"Then you don't attach any importance to what he said?"
"I think he is very angry now, but that before he has got half a mile he will cool down. How far is it from here to where this Marquis lives?"
"Oh, a long way! A couple of hundred miles or more: two-fifty."
"It would be sheer nonsense to suppose his anger could last half the way. And I believe this Marquis spends most of his life at sea?"
"A good deal of it. He was so knocked up by reading this book that he put out to sea almost at once, he and the Duke."
"Then we may dismiss the matter altogether from our minds. I'll lay you another level shilling he draws no blood over this affair. What a horrible mess he has made of the place! He has spilt all the beer and tobacco. There's no cure for spilt beer, but there is for spilt 'baccy. Let us pick up a fill each and have another pipe before we go."
CHAPTER X.
[ROUSING THE LION.]
But, notwithstanding John Wilkinson's opinion to the contrary, there was not a man in all London so sure of the endurance of his rage as Charles Augustus Cheyne. That letter of the Marquis of Southwold had hit him on two of his sore points, namely, his doubtful parentage and personal honour. It used to be his boast that he never lost his temper, never once in all his life; and even still he might say the same thing. He had not lost his temper; his reason had fled him. He was not in a legal sense insane, but morally he could scarcely be held responsible for his acts.
Ever since he had been old enough to be capable of appreciating feelings of the kind, his most anxious thoughts had been devoted to reducing as much as possible all inquiry respecting his parentage.
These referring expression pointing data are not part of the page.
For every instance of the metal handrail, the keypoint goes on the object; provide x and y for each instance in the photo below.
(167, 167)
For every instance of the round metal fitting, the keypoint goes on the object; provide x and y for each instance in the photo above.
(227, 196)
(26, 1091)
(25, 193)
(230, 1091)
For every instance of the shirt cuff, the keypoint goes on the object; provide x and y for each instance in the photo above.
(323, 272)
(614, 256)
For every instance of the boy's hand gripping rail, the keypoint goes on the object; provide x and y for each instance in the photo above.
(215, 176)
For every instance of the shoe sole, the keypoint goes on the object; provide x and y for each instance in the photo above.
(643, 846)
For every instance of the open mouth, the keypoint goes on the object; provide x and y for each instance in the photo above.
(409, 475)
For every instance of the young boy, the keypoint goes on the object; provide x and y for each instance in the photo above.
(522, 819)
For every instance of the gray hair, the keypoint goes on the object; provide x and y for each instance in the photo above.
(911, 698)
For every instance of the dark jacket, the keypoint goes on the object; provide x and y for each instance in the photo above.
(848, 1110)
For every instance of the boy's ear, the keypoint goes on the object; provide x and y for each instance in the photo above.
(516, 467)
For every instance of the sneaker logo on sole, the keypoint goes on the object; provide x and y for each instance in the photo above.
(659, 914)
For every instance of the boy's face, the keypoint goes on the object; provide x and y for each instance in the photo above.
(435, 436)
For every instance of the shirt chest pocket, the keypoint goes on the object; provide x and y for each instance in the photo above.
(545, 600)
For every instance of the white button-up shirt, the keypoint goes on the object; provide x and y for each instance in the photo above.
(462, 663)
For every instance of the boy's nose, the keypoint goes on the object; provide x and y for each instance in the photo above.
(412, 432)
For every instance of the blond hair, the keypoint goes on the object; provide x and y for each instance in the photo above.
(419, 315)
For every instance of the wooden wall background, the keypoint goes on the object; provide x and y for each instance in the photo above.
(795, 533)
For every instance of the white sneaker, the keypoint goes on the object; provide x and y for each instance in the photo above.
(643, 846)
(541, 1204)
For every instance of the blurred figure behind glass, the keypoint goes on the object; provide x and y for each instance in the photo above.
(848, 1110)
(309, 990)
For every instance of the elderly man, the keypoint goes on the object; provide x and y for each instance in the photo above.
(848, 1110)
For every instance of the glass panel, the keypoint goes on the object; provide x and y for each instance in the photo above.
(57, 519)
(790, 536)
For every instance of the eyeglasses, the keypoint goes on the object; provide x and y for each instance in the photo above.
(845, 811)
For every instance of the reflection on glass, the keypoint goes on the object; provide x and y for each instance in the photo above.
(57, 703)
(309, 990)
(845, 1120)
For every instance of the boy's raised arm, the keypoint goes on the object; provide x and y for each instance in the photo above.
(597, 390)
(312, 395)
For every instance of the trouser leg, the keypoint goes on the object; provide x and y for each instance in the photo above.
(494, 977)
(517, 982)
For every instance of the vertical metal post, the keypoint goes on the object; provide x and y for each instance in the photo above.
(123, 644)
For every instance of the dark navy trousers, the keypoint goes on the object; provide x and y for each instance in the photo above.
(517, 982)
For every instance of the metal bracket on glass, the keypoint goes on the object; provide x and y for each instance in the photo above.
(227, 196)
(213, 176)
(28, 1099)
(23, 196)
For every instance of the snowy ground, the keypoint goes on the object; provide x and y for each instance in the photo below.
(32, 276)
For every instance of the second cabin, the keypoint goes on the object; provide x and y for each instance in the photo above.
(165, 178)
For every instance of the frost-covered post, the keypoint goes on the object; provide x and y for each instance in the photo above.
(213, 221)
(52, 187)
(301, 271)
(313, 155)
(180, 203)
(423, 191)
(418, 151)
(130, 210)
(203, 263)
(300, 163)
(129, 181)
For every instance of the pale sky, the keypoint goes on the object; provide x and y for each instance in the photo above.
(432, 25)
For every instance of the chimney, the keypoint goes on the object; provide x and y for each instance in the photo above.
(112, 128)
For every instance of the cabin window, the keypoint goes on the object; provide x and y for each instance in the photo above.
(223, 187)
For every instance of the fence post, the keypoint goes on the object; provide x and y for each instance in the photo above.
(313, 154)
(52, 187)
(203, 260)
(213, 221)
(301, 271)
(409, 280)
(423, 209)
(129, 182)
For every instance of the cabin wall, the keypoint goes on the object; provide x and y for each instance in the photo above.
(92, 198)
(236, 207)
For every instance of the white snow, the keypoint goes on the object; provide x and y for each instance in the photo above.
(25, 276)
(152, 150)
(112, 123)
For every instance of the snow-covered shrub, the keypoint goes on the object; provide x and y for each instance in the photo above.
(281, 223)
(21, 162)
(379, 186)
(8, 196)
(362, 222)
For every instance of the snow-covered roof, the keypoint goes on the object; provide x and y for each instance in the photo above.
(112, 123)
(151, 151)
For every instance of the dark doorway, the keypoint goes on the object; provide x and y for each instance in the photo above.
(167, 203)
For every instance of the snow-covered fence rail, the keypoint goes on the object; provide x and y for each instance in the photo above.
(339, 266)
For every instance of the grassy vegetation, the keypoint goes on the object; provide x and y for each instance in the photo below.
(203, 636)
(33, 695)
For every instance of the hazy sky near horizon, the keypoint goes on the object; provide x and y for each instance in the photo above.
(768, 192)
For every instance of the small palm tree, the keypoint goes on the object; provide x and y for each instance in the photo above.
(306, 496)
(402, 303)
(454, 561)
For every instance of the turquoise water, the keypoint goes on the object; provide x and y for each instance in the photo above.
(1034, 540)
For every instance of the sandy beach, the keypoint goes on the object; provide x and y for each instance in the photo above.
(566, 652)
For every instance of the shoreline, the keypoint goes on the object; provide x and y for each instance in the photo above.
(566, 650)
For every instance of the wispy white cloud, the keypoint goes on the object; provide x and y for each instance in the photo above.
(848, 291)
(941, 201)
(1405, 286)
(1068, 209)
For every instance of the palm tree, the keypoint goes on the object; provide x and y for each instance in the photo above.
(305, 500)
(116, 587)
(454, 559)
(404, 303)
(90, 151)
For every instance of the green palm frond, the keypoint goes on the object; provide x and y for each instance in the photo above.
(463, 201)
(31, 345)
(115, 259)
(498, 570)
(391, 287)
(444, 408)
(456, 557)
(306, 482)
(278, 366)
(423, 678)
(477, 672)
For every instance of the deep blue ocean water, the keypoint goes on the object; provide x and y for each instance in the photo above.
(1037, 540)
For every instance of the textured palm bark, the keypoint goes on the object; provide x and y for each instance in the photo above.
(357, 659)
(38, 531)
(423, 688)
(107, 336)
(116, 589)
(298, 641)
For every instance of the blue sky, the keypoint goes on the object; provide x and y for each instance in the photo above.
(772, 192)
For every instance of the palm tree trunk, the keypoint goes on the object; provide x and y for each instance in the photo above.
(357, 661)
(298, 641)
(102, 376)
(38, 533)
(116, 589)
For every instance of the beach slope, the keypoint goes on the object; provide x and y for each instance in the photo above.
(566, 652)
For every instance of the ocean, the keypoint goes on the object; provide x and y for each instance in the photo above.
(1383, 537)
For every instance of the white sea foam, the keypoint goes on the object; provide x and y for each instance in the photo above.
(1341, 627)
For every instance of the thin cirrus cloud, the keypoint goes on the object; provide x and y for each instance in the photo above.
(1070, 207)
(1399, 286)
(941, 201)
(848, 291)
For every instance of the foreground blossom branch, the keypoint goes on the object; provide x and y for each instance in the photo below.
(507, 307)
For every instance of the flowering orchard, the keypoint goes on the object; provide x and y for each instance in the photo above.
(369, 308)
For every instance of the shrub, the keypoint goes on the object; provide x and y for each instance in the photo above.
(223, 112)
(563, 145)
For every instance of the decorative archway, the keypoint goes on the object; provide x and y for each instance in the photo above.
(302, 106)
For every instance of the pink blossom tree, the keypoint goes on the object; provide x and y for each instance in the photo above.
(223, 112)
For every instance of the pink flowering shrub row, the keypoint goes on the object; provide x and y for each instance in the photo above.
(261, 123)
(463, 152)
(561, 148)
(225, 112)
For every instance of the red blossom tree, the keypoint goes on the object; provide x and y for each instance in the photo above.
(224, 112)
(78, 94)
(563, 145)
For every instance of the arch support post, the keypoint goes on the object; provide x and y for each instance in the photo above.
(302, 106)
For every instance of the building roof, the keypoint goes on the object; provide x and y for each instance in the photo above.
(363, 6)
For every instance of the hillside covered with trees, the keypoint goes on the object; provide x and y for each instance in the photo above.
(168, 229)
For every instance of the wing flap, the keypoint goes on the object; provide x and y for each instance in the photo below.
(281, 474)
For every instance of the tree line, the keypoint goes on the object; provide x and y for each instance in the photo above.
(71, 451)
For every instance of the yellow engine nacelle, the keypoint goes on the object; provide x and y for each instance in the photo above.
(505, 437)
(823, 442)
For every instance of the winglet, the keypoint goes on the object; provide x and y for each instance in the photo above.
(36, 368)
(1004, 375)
And here now was the wretched, drivelling, imbecile Marquis not only directing attention to his early history, but putting forth in as many words the horrible suspicion that he, Charles Cheyne, had no right or title to the name he bore! The one great fear of his life had been realised. He had been called an impostor of the most shameful class, and in addition to this, his own honour had been impugned. He had in effect been called a knave, a liar, a cheat, a low-minded bully, who wanted to levy blackmail on unoffending people. It was intolerable, monstrous, unendurable.